Nine poets slammed their way through a variety of verse Tuesday night, rhyming together every theme from political injustice and childhood to questions of identity and penis size.
In front of a packed Campbell Hall crowd, master of ceremonies DJ Reborn introduced the members of Russell Simmons’ Def Poetry Jam as “the voices of the next America.” Appearing at UCSB as a stop on their 51-city tour, the poets took turns “slamming” their recitations with animated speech and gestures designed to reflect the content of their poems. Presented by UCSB Arts & Lectures, the event was a touring version of the Broadway production “Def Poetry Jam.”
After the 90-minute event, several performers spoke outside the lecture hall about their motivations for becoming slam poets and touring the country with their messages of self-respect and tolerance. Several students talked about the rising popularity of slam poetry and its influence on young people.
“Slam Poetry is more in your face,” said Starr Kirkland, a freshman political science major and aspiring slam poet. “[It’s] like rap but without the music.”
Kirkland said slam poetry performances often occur as independent performances or as part of competitions. Generally, she said, the poetry addresses political and social themes.
Def Poetry Jam performer “Poetri” said he began writing poems at age 11 — on a day when his parents had grounded him — as an outlet for expression and means of entertainment.
Poetri said he joined Def Poetry Jam after Simmons saw him perform at his Los Angeles club, Da’ Poetry Lounge, in Greenway Court Theatre. Simmons, co-founder of Def Jam Records, started the touring version of Def Poetry Jam after the success of “Def Comedy Jam” on HBO and the subsequent success of the performance series on Broadway.
“Poetry starts conversation,” Poetri said. “It’s gettin’ people talkin’ about what’s goin’ on in America.”
Poetri said he was pleased other artists are becoming involved with the craft.
“We’re breeding new poets with each show,” he said
Another Def Poetry Jam performer, Staceyann Chin, said she began writing poetry after leaving her home country of Jamaica. She said she left because of the social stigma she encountered after coming out as a lesbian.
“I started writing poetry because it was a way of smashing my fists on the walls without breaking any fingers or walls,” said Chin.
She said her performance’s focus has evolved from the personal to the universal.
“Now, [my poetry] is more about humanity,” she said.
Daniela Schonberger, a sophomore College of Creative Studies literature major and another aspiring slam poet at UCSB, said she most enjoyed the readings that Chin performed during the show.
“I felt her presence,” Schonberger said. “It was so deep.”

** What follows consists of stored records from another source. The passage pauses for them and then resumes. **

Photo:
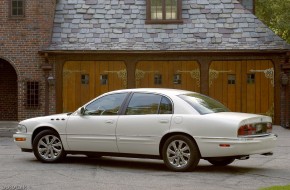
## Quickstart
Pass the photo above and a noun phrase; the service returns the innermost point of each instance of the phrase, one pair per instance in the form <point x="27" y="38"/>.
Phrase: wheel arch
<point x="39" y="129"/>
<point x="168" y="135"/>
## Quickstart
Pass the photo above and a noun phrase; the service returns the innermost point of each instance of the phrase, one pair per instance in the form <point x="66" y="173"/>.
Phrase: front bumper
<point x="221" y="147"/>
<point x="23" y="140"/>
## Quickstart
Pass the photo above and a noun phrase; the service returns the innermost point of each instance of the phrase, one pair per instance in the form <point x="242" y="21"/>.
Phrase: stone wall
<point x="20" y="41"/>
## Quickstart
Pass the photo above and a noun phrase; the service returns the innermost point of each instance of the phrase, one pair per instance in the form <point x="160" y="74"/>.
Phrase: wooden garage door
<point x="243" y="86"/>
<point x="168" y="74"/>
<point x="84" y="80"/>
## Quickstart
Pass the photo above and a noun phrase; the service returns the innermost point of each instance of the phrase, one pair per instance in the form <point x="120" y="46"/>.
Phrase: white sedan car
<point x="180" y="127"/>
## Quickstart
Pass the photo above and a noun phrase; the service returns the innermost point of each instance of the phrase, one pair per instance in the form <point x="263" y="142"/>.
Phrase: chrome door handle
<point x="163" y="120"/>
<point x="109" y="121"/>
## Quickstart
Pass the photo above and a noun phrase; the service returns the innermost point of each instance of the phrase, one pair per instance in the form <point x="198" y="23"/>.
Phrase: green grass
<point x="286" y="187"/>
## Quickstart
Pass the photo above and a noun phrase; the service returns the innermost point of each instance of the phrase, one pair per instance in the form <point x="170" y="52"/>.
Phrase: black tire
<point x="180" y="153"/>
<point x="221" y="161"/>
<point x="47" y="147"/>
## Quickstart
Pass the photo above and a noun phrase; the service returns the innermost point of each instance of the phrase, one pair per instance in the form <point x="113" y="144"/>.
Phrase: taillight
<point x="269" y="127"/>
<point x="255" y="129"/>
<point x="247" y="130"/>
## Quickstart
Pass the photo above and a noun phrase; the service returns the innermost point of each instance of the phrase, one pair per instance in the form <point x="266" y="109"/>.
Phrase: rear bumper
<point x="220" y="147"/>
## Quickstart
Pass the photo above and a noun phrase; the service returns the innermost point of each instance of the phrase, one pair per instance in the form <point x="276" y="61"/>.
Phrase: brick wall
<point x="285" y="95"/>
<point x="8" y="92"/>
<point x="20" y="41"/>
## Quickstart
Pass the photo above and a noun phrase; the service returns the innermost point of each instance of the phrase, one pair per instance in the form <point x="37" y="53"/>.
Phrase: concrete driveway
<point x="22" y="170"/>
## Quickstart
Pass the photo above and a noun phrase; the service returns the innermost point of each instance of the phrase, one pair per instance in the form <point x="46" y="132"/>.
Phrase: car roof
<point x="166" y="91"/>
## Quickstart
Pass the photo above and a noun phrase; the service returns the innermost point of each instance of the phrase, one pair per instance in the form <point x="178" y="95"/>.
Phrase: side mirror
<point x="81" y="111"/>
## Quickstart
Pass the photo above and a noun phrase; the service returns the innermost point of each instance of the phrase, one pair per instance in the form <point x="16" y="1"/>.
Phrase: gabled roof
<point x="120" y="25"/>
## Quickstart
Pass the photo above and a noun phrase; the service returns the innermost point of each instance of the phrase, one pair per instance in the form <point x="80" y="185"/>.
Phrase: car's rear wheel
<point x="180" y="153"/>
<point x="221" y="161"/>
<point x="47" y="147"/>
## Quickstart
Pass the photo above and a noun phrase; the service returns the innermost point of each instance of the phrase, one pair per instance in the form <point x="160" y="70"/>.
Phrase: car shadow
<point x="151" y="165"/>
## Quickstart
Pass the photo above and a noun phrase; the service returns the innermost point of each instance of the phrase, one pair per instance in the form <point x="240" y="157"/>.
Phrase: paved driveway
<point x="18" y="169"/>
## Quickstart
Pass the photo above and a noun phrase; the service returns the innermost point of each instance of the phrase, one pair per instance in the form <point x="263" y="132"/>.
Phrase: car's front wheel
<point x="180" y="153"/>
<point x="47" y="147"/>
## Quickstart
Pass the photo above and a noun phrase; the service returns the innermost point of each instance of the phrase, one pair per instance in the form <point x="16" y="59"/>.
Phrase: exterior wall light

Kirkland and Schonberger said they are continuing to look for opportunities to perform their own slam poetry. Kirkland said she will be in an upcoming performance of the Women’s Ensemble Theatre Troupe production of the “The Vagina Monologues.” Schonberger said she performed her original slam poetry at the MultiCultural Center’s Night Of Self-Expression this past fall. She also said she performed last Friday at the premiere party for a new UCSB student literary magazine, Composition, and plans to perform Jan. 25 at Da’ Poetry Lounge.
Schonberger said slam poetry is an important avenue of self-expression.
“Everybody has a voice,” she said. “Everyone has something to say. It’s about getting your word out and influencing someone with what you have. You make an impact on people’s lives that way.”